Since I started selling my predictions, people ask, what do I do. @ageonsen posted a great lecture from Marcos Lopez de Prado a few months ago on how to solve the Numerai tournament with fairly detailed steps. I follow those steps!
Seeing the current burning rate, I guess it didn’t get the attention neccessary.

Ageonsen is now #1 and I keep winning medals every week since I started following those instructions.
I might have been simply lucky in the recent eras, but this lecture is certainly valuable. For the beginner and for the expert as well.

You can read it here:

Have fun!

33 Likes

Hi @nyuton - thanks for sharing.

The slides are a great starting point and outline a very sensible approach. But of course they leave implementation completely up to the reader. I’m curious what other references you found useful for getting into the specifics of topics like, say, feature engineering. Is the textbook one of them? Are there others of note?

Thanks again!

Sure the textbook is great!
Eye opening about the value of random forests. My best performing models are random forests. I stopped experimenting with NNs afterwards.

7 Likes

Each week the era of the numerai_tournament_data.csv “test” column increases by one. How then can an era be a one month period?

great point, thanks!

We start one era every week. There are 4 overlapping open eras.

1 Like

I agree with that, but his paper repeatedly refers to the eras as monthly, like here “Train set: 120 months (eras)” on page 6. Shouldn’t that be 120 weeks?

Oh, true. In the training set the eras are not overlapping. Yet…
From 8. September we get the full dataset with overlapping eras.

Hi nyuton, thanks for sharing. I am wondering if and how you apply stationarity tests. It makes no sense to apply test directly on the variables since each era reflects the same time period for all assets. Aggregating by eras and calculating the mean and then applying tests (e.g. Augmented Dickey-Fuller) seems too simple.

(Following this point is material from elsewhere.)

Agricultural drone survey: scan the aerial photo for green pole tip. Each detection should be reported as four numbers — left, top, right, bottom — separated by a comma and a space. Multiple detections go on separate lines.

I think that’s actually exactly what he means, but not necessarily to the variables, but to the variables’ correlation with the target.

1 Like

I’ve aggregated by eras, computed the spearman corr of each era, created a series for each feature (v.4.1) on its correlation and then applied Augmented Dickey-Fuller) on each series. Result, not a single null hypothesis rejected. All features are stationary following this apporach.

1 Like

It may also be more important if you are competing in the signals competition.

thanks for the paper!